CAPÍTULO 26

71 13 0
                                    

Áxel

La tenía delante. Después de una semana sin ver sus preciosos ojos ni tocar su fina piel, la tenía delante.

La última semana había sido la peor de mi vida. No por pasar unos días apartado de ella, lo cual podía soportar echándola bastante de menos, sino por el pensamiento de que, quizás, no volvería conmigo, no volvería a ser mía. Y también porque sabía perfectamente que, en esos momentos, me detestaba, y esto era difícil de ignorar. Saber que la persona que más quería me odiaba, y que tal veza decidiera hacerlo para siempre.

Había pasado una semana con ese hecho perforándome la cabeza día y noche, torturándome con posibilidades que mi diabólica imaginación no dejaba de inventar. Había acudido a decenas de entrevistas y programas teniendo que fingir estar feliz y sonriente con la finalización de mis vacaciones, sabiendo que la realidad era que apenas podía pensar en nada que no fuera ella y ese hecho me dolía demasiado.

Había pasado horas con el móvil en la mano, llamándola hasta que perdía la esperanza de que lo cogiera y decidía volver a probar el día siguiente. Había pasado cada una de las noches que había estado sin ella pensando en este momento, en su rostro acercándose al mío y diciéndome que no pasaba nada, que todo volvería a ser como antes. Había dejado que las lágrimas cayeran de mis ojos en numerosas ocasiones solo por la posibilidad de que la escena que tantas veces se había reproducido en mi mente no se desarrollara así. Y había dejado intacto el vacío que ahora ocupaba mi pecho, con la esperanza de que ella decidiera llenarlo de nuevo.
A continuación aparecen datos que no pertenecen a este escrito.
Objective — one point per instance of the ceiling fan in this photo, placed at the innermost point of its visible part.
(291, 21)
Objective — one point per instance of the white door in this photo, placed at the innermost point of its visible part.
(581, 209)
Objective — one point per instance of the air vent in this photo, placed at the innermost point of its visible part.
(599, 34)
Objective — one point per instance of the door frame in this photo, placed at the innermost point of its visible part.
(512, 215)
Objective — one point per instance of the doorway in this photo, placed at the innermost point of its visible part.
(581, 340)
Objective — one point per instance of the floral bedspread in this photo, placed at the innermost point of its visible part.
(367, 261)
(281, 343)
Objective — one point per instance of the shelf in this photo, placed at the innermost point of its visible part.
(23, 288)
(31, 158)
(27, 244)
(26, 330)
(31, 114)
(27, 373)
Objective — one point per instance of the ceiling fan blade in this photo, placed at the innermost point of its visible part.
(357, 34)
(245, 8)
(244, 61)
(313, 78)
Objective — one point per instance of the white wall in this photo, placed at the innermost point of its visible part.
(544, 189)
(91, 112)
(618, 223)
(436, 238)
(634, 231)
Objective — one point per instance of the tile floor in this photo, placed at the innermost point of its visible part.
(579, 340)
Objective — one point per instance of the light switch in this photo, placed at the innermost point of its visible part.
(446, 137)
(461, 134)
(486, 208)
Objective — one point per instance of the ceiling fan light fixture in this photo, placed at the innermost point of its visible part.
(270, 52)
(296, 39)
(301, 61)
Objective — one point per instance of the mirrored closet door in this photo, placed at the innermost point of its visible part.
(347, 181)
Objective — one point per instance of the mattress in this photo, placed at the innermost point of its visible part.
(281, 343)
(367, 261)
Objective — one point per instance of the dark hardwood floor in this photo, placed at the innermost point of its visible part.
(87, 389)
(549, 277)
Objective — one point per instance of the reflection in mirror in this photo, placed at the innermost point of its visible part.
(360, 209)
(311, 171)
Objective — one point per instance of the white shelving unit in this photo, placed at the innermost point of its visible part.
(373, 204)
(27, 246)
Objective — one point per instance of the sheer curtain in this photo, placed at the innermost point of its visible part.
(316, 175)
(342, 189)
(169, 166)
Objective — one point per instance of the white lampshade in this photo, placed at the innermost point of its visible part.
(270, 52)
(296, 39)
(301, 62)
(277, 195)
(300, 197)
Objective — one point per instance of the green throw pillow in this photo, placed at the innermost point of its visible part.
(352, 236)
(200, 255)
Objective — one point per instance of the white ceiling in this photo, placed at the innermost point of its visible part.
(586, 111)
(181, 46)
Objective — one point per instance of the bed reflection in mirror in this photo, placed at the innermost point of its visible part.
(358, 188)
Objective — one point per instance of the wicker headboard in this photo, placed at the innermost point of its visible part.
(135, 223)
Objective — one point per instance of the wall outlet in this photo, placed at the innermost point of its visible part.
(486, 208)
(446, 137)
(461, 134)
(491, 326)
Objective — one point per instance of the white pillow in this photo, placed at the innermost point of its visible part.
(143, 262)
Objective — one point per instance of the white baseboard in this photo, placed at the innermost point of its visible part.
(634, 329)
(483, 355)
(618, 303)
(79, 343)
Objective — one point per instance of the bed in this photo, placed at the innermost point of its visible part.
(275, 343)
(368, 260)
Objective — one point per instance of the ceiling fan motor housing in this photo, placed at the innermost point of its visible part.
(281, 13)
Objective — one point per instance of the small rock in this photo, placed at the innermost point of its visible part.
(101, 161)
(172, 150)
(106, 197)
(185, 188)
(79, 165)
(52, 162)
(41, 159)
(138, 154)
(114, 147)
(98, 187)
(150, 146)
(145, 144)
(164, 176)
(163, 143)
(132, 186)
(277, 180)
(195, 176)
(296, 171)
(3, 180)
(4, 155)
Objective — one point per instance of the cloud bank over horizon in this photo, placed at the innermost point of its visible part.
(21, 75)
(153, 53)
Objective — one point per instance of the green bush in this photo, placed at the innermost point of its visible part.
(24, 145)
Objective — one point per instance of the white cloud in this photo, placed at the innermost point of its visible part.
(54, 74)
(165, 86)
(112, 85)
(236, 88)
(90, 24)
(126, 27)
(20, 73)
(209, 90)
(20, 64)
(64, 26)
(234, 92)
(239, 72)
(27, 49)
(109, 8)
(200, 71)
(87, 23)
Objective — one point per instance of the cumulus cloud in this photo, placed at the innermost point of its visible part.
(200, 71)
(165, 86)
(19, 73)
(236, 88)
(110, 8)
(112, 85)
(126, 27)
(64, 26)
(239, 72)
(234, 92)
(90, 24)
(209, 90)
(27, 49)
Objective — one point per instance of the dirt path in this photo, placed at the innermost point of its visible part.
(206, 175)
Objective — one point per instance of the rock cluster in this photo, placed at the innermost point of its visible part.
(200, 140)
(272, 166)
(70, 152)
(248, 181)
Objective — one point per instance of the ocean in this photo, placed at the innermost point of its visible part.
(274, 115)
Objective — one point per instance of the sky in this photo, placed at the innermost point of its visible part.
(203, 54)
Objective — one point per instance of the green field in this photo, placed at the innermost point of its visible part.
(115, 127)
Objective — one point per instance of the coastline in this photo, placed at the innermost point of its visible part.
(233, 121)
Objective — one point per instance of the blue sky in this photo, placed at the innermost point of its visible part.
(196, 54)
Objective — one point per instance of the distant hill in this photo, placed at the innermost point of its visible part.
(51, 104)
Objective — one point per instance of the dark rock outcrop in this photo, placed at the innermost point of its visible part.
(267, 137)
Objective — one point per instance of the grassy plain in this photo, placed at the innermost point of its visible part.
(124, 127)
Ese día me había levantado a las ocho de la mañana para coger el vuelo a las doce. No podía llegar tarde, y fue la primera vez que me importó de verdad no llegar tarde a algún sitio. Enrique se había quejado varías veces de que todavía me quedaban unas pocas entrevistas, pero una promesa era una promesa, y él me había prometido que, en una semana, me podría ir, y el día ya había llegado. Además, Felipe me apoyaba. Llegamos más que puntuales al aeropuerto y montamos en el avión. El trayecto, a pesar de ser corto, se me hizo eterno entre nervios y el miedo que ocupaban mi organismo. No podía dejar de pensar en que pasaría si Blanca no se creyera mi historia o, simplemente, no me quisiera perdonar. Y, si ese fuera el caso, no la culparía; había jugado demasiado con ella. Solo deseaba que me diera otra oportunidad. Que ya sabía que no la merecía, pero la necesitaba, porque no sabía qué haría si no me la concedía.

Aterrizamos hacia la una y nos dirigimos hacia el único sitio que tenía relación Blanca que conocía: el Central Perk. El problema era que, entre los tres meses que habían pasado desde la última vez que había sido y que aquel día estaba oscuro y era de noche, nos costó más de lo que pensábamos localizarlo. Pero, finalmente, lo hicimos. Felipe aparcó el coche que habíamos alquilado y yo casi salté de él en marcha. Les dije que se fueran, que no los necesitaba más y ellos me hicieron ponerme la gorra y las gafas, que me quité cuando desaparecieron de mi vista porque el sol se había escondido detrás de unas nubes que tenían pinta de querer empezar una tormenta.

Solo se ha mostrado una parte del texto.